Agricultural Research Service


item Barry, Cornelius
item Thompson, Andrew
item Seymour, Graham
item Grierson, Donald
item Giovannoni, James

Submitted to: Plant Physiology
Publication Type: Peer Reviewed Journal
Publication Acceptance Date: 9/6/2005
Publication Date: 11/3/2005
Citation: Barry, C., Thompson, A., Seymour, G., Grierson, D., Giovannoni, J.J. 2005. Ethylene insensitivity conferred by the green-ripe (gr) and never-ripe 2 (nr-2) ripening mutants of tomato. Plant Physiology. 138:267-275.

Interpretive Summary: The ripening of a fruit represents the culmination of a series of biochemical processes that have evolved as a mechanism of seed dispersal. In the case of fleshy fruits the changes that occur during ripening impart desirable characteristics to the fruit such as bright colors, softening and sugar and volatile accumulation that attract animals and birds to aid dispersal. Fruits also form an essential component of the human diet providing sources of sugars, fiber, vitamins, minerals and antioxidants. Although there is great diversity in fruit anatomy and phenotypes, the biochemical changes that occur during ripening are conserved in many plant species. For example, research carried out on diverse species indicates that at the onset of ripening there is often a coordinated increase in gene expression and enzyme activity of many proteins involved in cell wall metabolism, pigment synthesis and sugar metabolism. These data suggest that the genetic mechanisms that regulate fruit ripening are likely conserved. Little is known of the identities of these genetic pathways. In this study we have examined the physiological basis of ripening inhibition in two mutants of tomato, Green-ripe (Gr) and Never-ripe 2 (Nr-2), and conclude that their reduced ripening results from decreased ethylene sensitivity. The majority of ethylene response functions defined to date in Arabidopsis are global in effect. While relatively few have been demonstrated to be limited to certain tissues, none has yet been shown to be specific to fruit.
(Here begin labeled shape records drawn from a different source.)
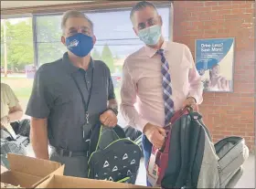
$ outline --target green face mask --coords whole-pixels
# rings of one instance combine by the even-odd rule
[[[142,29],[139,31],[138,36],[140,39],[146,45],[156,45],[161,37],[161,26],[155,25],[153,26]]]

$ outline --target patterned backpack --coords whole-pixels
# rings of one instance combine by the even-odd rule
[[[135,184],[142,151],[120,126],[95,126],[91,135],[88,177]]]

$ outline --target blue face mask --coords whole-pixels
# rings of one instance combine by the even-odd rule
[[[66,46],[74,55],[83,58],[93,48],[93,39],[90,36],[78,33],[66,38]]]
[[[140,39],[146,45],[155,46],[161,37],[161,26],[155,25],[153,26],[142,29],[139,31],[138,36]]]

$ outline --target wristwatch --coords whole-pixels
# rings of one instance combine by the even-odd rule
[[[116,116],[118,115],[118,110],[117,109],[108,108],[107,110],[112,110]]]

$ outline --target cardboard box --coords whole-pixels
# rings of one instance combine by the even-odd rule
[[[51,175],[37,188],[154,188],[110,181],[92,180],[63,175]],[[155,189],[157,187],[155,187]],[[160,189],[160,188],[157,188]]]
[[[1,173],[1,183],[35,188],[52,174],[63,175],[59,163],[8,153],[10,170]]]

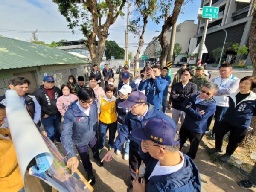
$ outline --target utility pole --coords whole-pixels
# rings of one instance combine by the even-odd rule
[[[170,45],[169,46],[169,52],[168,57],[167,58],[167,66],[170,66],[170,62],[171,62],[170,67],[168,68],[172,67],[172,55],[173,54],[173,49],[174,48],[174,42],[175,41],[175,36],[176,35],[176,28],[177,23],[175,22],[172,27],[172,33],[171,34],[171,38],[170,39]],[[174,62],[174,61],[173,61]]]
[[[212,0],[209,0],[209,4],[208,6],[210,7],[212,6]],[[199,47],[198,49],[198,62],[196,64],[197,66],[201,66],[202,62],[202,57],[203,56],[203,46],[205,42],[205,38],[206,37],[206,33],[207,32],[207,28],[208,28],[208,24],[209,22],[209,19],[205,19],[205,22],[204,24],[204,32],[202,35],[202,40],[200,42],[199,45]]]
[[[125,61],[128,61],[128,35],[129,34],[129,23],[130,23],[130,5],[129,4],[129,0],[127,0],[127,25],[126,26],[126,31],[125,31],[125,47],[126,49],[125,50]]]

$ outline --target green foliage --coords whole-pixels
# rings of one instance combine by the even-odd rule
[[[181,45],[178,43],[176,43],[175,44],[173,48],[173,54],[172,58],[175,59],[175,58],[180,54],[182,51],[182,47],[181,47]]]
[[[114,41],[106,41],[105,47],[105,54],[107,59],[110,59],[111,56],[114,56],[116,59],[124,58],[125,50],[119,47]]]
[[[210,52],[210,56],[215,60],[215,62],[217,62],[217,60],[221,56],[222,50],[221,47],[218,47],[212,50]]]

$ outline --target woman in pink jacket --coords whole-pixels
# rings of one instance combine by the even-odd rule
[[[76,95],[70,94],[72,90],[71,87],[68,83],[61,85],[61,93],[63,95],[57,99],[56,104],[57,108],[62,116],[64,116],[68,106],[77,100]]]

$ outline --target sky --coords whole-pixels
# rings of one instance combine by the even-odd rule
[[[197,24],[197,13],[201,2],[201,0],[190,0],[184,6],[181,10],[183,13],[179,16],[177,23],[186,20],[194,20]],[[123,10],[125,15],[122,17],[119,16],[115,23],[111,26],[108,38],[108,40],[115,41],[124,48],[127,7],[126,4]],[[134,5],[131,5],[131,10],[132,11],[134,8]],[[132,11],[130,20],[134,19],[136,16]],[[31,32],[37,29],[38,32],[41,32],[37,33],[39,40],[48,44],[62,39],[74,41],[84,38],[81,32],[75,34],[71,32],[67,26],[68,23],[65,17],[58,12],[58,6],[51,0],[2,0],[0,5],[0,35],[11,38],[29,41],[31,38]],[[157,25],[149,20],[144,35],[145,44],[149,43],[153,37],[159,35],[160,33],[156,31],[161,31],[163,23]],[[128,41],[128,47],[130,47],[128,51],[133,52],[134,55],[137,50],[136,44],[138,42],[138,38],[130,33]],[[141,53],[143,53],[146,47],[146,44],[143,46]]]

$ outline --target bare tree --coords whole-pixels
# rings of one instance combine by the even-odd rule
[[[86,45],[92,58],[92,64],[99,65],[109,27],[119,15],[124,15],[122,9],[126,0],[52,0],[58,5],[59,11],[66,17],[73,32],[79,28],[86,37]]]

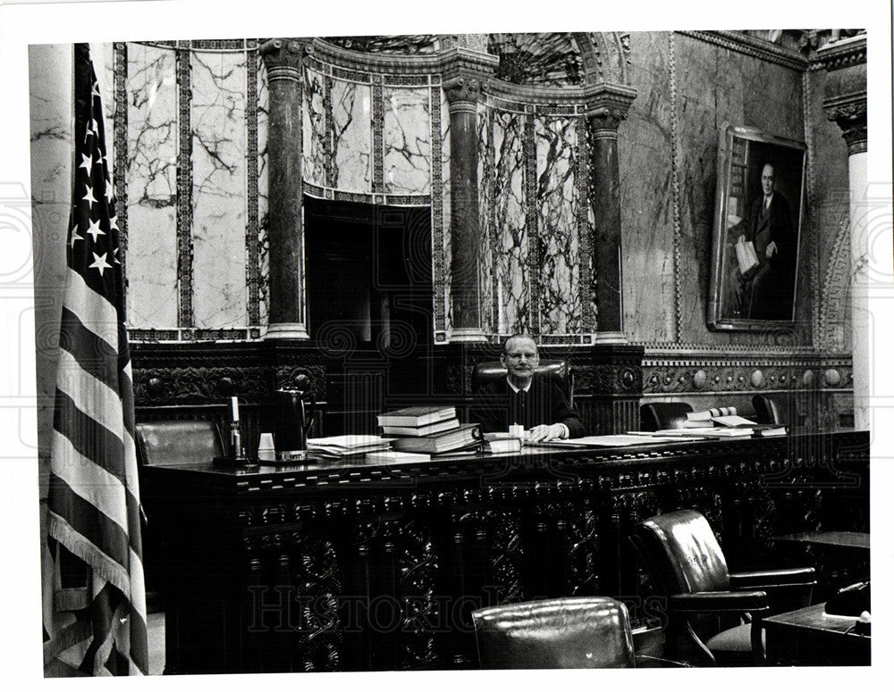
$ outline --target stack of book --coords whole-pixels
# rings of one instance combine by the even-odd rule
[[[786,434],[784,425],[759,425],[738,415],[735,406],[721,406],[686,414],[683,427],[658,430],[658,435],[709,438],[773,438]]]
[[[410,406],[381,414],[378,423],[398,452],[443,454],[481,446],[481,428],[460,425],[453,406]]]

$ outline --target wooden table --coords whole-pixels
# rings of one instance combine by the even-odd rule
[[[774,536],[773,540],[836,548],[869,550],[869,534],[863,531],[802,531]]]
[[[662,604],[639,590],[637,521],[696,508],[728,559],[753,564],[763,536],[867,528],[868,455],[866,433],[840,432],[145,467],[165,671],[476,668],[470,612],[533,598],[615,596],[648,622]]]
[[[825,604],[761,622],[767,661],[777,665],[870,665],[872,638],[853,631],[856,618],[827,615]]]

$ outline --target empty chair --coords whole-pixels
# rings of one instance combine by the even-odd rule
[[[629,668],[624,604],[603,596],[496,605],[472,613],[481,667]]]
[[[759,621],[770,613],[770,597],[780,605],[784,602],[780,610],[794,610],[809,602],[816,583],[813,567],[730,574],[707,520],[693,510],[640,521],[634,542],[656,585],[668,596],[667,646],[674,651],[671,658],[722,665],[762,663]],[[750,624],[722,629],[703,641],[717,616],[745,613]]]
[[[639,407],[639,429],[646,432],[682,428],[692,406],[683,401],[660,401]]]
[[[137,423],[137,453],[144,466],[207,463],[224,443],[211,421],[152,421]]]

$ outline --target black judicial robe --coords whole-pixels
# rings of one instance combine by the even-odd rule
[[[505,378],[482,387],[468,414],[469,422],[481,423],[484,432],[506,432],[519,423],[525,429],[536,425],[564,423],[569,438],[584,436],[580,415],[570,405],[559,384],[536,375],[527,392],[515,393]]]

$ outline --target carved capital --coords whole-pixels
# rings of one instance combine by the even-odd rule
[[[599,84],[587,88],[585,95],[586,117],[591,136],[617,137],[618,126],[627,118],[637,90],[618,84]]]
[[[822,109],[826,118],[841,129],[848,155],[866,151],[869,137],[865,90],[823,99]]]
[[[301,56],[313,52],[308,39],[271,38],[260,45],[261,56],[270,81],[295,79],[299,77]]]

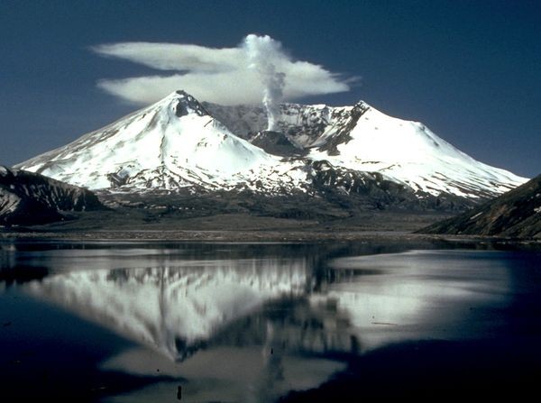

Technical Abstract: The ripening of a fleshy fruit represents the summation of an array of biochemical processes that are regulated by interactions between developmental programs and environmental inputs. Analysis of tomato mutants and inhibitor studies indicate that ethylene is necessary for full development of the ripening program of climacteric fruit such as tomato, yet ethylene alone is not sufficient. This suggests that an interaction between ethylene and non-ethylene (or developmental) pathways mediates ripening. In this study we have examined the physiological basis for ripening inhibition of the dominant Green-ripe (Gr) and Never-ripe 2 (Nr-2) mutants of tomato (Solanum lycopersicum). Our data suggests that this inhibition is due to ethylene insensitivity in mutant fruit. Further investigation of ethylene responses in Gr and Nr-2 plants also revealed reduced responsiveness to ethylene-induced abscission but normal triple response and petiole epinasty phenotypes suggesting that these loci regulate a subset of ethylene responses in tomato that are apparently limited to inflorescence tissues. We have mapped both dominant mutations to a 2 cM overlapping region of the long arm of chromosome 1 of tomato. Taken together with their phenotypic similarity, the map positions of these mutations suggest Gr and Nr-2 may be allelic. We propose that the Gr and Nr-2 loci may represent novel regulators of ethylene responses in tomato that mediates fruit ripening and floral abscission.